Later that afternoon we gather at the house. Francis and S. E. Hinton sit on the couch in the living room, saying nothing, just observing. S.E. (or Susie, as she is called) has become our den mother. She is a firecracker—smart, sarcastic, and a real guy’s gal. All the Greasers love her. And we should. She created us. Now she watches her Curtis brothers cooking in the tiny, run-down kitchen. (This improv will later be incorporated into the film as Ponyboy makes a breakfast of chocolate cake.) Tommy, Swayze, and I laugh, bicker, and banter like the brothers. Francis seems pleased. As the evening wears on and we run out of inspiration, Swayze bails us out again by pulling out his six-string. The three of us break our 1950s timeline to sing Springsteen songs until late into the night. Eventually Francis has seen enough.
“Okay, guys. That’s all for now. If you would rather sleep at the hotel, maybe that’s best.”
Relief washes over us. We pile into the van and head back to the comparative luxury of the Tulsa Excelsior. On the ride, Francis tells stories about shooting Apocalypse Now and Patton. I’m hoping to hear more, to hear about The Godfather and Pacino or what’s going on with One from the Heart or any of the other extraordinary chapters of his great life, but we’ve arrived at the hotel.
“Break a leg tomorrow, boys,” Francis says. “See you on the set.”
Some actors take acting classes. Some go to schools of drama like Yale and Juilliard. Not me. I learned on the job. And my most influential teacher was Coppola. His lengthy, sometimes bizarre rehearsal process for The Outsiders was my most memorable course. I learned more about preparing a character (how he walks, talks, dresses, eats, sleeps) in those two weeks than I probably would have in two years elsewhere. It also happened at the perfect time—the end of my senior year of high school. Just as any kid about to go to college begins to think seriously about how he wants to earn a living, I was learning the tools of my trade—and being paid to do it.
There were days
when I would’ve liked to have faced lower expectations and less pressure than learning at this particular level demanded. It’s much easier to expose yourself, to take chances, and to allow yourself to fall on your face when you are not being groomed for a Warner Bros. spring release. Crashing and burning in an elite private acting class would have been a very different experience, and part of me envied those who were schooled in that fashion. But that was not my path. Having a movie or two to “warm up” in small roles while I got my feet wet might have had an advantage or two, but let’s face it, it’s good to be a lead. But as I sat in the makeup chair before our first shot on our first day of shooting, I was completely unprepared for the intensity of what was to come.

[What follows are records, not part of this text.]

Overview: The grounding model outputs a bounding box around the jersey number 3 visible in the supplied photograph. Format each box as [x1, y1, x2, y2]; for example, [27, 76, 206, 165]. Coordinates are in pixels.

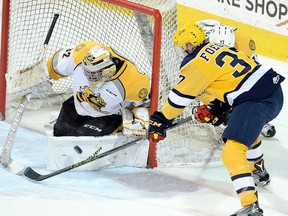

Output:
[216, 51, 252, 78]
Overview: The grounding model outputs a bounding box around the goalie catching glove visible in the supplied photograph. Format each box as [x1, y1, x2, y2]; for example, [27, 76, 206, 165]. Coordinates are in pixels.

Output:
[148, 111, 173, 142]
[192, 99, 231, 126]
[122, 107, 149, 138]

Like all the Greasers, I have chosen a “uniform” for my character, one that will be different from the seven others and easily identifiable in the many group shots the movie will require. (This is an important lesson when working in ensemble casts. Be unique. Be noticed. But never do it in a way that is showy or attempts to pull focus in a dishonest way.) I’m in my black work boots (they are heavy, and will make my walk slow and plodding) and white T-shirt with an open flannel shirt over it. My collar is up. My hair is slicked back.
I am in awe of Emilio’s bold choice for his “look.” He will wear a Mickey Mouse T-shirt throughout the movie. Francis likes it so much that not only does he pay Disney exorbitant rights so Emil can wear the character on his shirt, he writes a scene where we all watch Mickey on TV. That’s how you make a mark. Make a strong choice for your character, and if it works, you never know where it will lead. (And indeed, Emilio’s relentless ad-libbing and ideas took a peripheral character and made him a focal point.)
My first shot in the movie has all of us together in the dirty yard where we practiced tai chi. Ponyboy has been beaten up by the rich kids and we rush to the alley to save him. As the Socs’ car pulls out, I elect to do a diving spin move over the hood that I remember from the credit sequence of Starsky and Hutch. I calculate that Francis has rarely, if ever, watched TV, so he won’t notice my blatant lift from my childhood heroes. I’m right.